In 2006, Emily Jerry, a two-year-old recovering from cancer, tragically died after a pharmacy technician gave her 20 times the recommended concentration of an intravenous saline solution. Emily's father wrote, "Medical-care workers are dedicated, caring people, but they are human. And human beings make mistakes."
In conjunction with human professionals, IA can double-check prescriptions and identify discrepancies from doctors’ instructions or medical best practices. It is never tired nor distracted, so it is not vulnerable to lapses in concentration, which happen to everyone but can have disastrous consequences in healthcare.
IA can also monitor patients' health in real-time. It can alert a nurse or doctor about an emergency based on a patient's blood pressure, heart rate, or other vital signs. It can even detect patterns that predict heart attacks, strokes, or sepsis in advance, saving lives and freeing up doctors' and nurses' time from data collection.
The global disparity in wealth and resources means that many people in the developing world die of diseases that are easily preventable in wealthier countries, primarily due to inadequate access to healthcare. According to the WHO, there is a global shortage of 4.3 million healthcare professionals.
IA technology brings healthcare to anyone with access to a smartphone, an increasing proportion of people, even in regions that lack other infrastructure and technology. Applications can link patients with doctors remotely, while diagnostic tools can partially take the doctor's place by diagnosing skin conditions, burns, and chronic wounds based on a digital photo.

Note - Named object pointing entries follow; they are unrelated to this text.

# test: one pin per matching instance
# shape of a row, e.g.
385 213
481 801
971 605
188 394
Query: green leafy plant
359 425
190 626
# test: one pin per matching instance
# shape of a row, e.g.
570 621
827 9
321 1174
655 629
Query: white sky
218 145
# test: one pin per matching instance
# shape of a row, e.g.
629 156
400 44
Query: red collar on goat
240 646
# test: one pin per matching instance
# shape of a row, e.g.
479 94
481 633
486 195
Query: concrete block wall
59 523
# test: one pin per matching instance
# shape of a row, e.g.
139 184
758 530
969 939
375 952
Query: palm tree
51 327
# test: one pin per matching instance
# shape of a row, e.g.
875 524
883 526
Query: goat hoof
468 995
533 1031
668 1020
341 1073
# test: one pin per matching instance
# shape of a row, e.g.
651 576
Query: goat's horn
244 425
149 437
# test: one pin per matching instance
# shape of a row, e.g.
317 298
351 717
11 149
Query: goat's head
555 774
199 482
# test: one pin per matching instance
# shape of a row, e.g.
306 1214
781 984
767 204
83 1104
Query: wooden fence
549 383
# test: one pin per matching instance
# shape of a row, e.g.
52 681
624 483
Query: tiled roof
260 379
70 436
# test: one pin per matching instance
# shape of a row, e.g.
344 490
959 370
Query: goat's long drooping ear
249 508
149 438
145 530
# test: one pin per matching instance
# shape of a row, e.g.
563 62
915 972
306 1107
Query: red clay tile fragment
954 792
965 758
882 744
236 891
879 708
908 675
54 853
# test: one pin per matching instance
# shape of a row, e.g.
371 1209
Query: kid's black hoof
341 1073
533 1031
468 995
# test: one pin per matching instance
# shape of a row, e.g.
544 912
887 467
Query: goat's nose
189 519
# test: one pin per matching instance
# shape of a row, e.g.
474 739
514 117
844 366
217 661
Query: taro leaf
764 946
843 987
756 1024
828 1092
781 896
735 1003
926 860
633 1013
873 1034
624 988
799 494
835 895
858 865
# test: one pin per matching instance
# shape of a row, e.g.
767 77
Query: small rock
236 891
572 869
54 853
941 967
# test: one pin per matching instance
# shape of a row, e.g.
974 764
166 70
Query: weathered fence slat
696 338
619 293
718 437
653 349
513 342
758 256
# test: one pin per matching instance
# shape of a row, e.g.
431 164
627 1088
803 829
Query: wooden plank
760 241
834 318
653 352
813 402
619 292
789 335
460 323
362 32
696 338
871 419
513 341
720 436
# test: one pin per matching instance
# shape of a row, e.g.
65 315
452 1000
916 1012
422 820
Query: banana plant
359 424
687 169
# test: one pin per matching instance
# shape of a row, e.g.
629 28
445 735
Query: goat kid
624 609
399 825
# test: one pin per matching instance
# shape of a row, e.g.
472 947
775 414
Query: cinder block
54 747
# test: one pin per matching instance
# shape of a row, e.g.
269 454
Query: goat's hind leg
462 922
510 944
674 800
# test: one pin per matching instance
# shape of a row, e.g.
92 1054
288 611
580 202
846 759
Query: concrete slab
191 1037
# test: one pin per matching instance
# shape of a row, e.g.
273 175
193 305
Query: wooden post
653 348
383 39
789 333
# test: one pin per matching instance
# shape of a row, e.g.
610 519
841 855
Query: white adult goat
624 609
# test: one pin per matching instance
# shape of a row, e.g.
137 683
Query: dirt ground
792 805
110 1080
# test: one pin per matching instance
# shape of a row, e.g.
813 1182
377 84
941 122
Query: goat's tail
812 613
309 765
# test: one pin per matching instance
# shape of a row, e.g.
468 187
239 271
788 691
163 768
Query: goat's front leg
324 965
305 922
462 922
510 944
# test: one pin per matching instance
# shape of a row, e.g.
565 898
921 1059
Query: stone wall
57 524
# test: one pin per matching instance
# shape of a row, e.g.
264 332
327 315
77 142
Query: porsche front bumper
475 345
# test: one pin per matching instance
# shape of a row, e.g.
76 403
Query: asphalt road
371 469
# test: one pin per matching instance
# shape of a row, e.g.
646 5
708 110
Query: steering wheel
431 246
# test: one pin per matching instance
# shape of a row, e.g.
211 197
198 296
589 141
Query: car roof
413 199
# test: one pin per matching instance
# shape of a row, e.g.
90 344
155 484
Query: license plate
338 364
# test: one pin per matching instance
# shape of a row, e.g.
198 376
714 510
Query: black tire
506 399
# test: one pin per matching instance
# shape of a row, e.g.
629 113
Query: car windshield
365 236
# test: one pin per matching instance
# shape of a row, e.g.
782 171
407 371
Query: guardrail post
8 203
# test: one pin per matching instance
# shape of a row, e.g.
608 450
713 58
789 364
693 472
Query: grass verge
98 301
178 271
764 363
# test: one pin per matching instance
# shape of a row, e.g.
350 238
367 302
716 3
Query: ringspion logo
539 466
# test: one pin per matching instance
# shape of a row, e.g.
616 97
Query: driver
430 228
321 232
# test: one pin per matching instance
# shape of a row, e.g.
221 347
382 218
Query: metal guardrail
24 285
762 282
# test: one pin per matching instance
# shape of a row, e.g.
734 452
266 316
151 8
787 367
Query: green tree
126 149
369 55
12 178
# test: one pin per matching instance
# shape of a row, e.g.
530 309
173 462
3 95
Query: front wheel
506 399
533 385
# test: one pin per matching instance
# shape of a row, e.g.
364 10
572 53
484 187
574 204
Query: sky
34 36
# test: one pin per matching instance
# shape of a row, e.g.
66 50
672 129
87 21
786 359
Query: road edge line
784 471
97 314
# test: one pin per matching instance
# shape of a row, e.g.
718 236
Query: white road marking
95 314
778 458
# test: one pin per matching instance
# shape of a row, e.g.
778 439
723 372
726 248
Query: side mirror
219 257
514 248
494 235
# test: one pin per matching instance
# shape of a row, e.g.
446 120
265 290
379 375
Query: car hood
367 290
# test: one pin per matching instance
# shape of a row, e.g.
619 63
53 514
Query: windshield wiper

Medical care often requires physical supplies such as vaccines or donated blood. To provide these life-saving supplies to remote locations without adequate road infrastructure, Zipline International uses innovative, intelligent drones that can deliver supplies.
Road incidents can be deadly and can cause permanent disabilities. Human error is a factor in most road accidents. There is potential for self-driving cars or IA-assisted driving technology to save lives by reducing or eliminating this factor. Research from the U.S. Department of Transportation estimates that 94% of traffic accidents happen because of human error.
Even before fully autonomous self-driving cars become the norm, IA can assist human drivers and help them to drive more safely. We already have access to kits for vehicles that monitor the driver using an internal camera, detecting when they become drowsy and alerting them. Automatic sensors also augment the human driver's vision, warning them of unexpected obstacles. Cruise control and assisted parking are further examples of IA technology working together with human drivers to help them drive more safely.
Health organizations that want to start embracing the benefits of IA should begin with the most common use cases in their industry: new patient onboarding and appointment scheduling with the support of automated workflows and cognitive agents, patient health monitoring leveraging cameras and sensors in hospital rooms, medical diagnosis and drug discovery supported by machine learning, staffing level prediction and real-time adjustment processes, automation of invoicing and claims management and patient experience improvement through real-time and 24/7 communication. If you start with these smaller, everyday processes then build forward from there, you will be able to embrace IA in ways that make your routines and processes easier from the beginning.
Overall, based on my research and expertise, I believe IA technologies could reduce early deaths by 10–30%. Back in 2017, a 20% reduction in the 56 million total annual deaths worldwide would have meant saving 14 million lives every year — the equivalent of the populations of Switzerland and Singapore.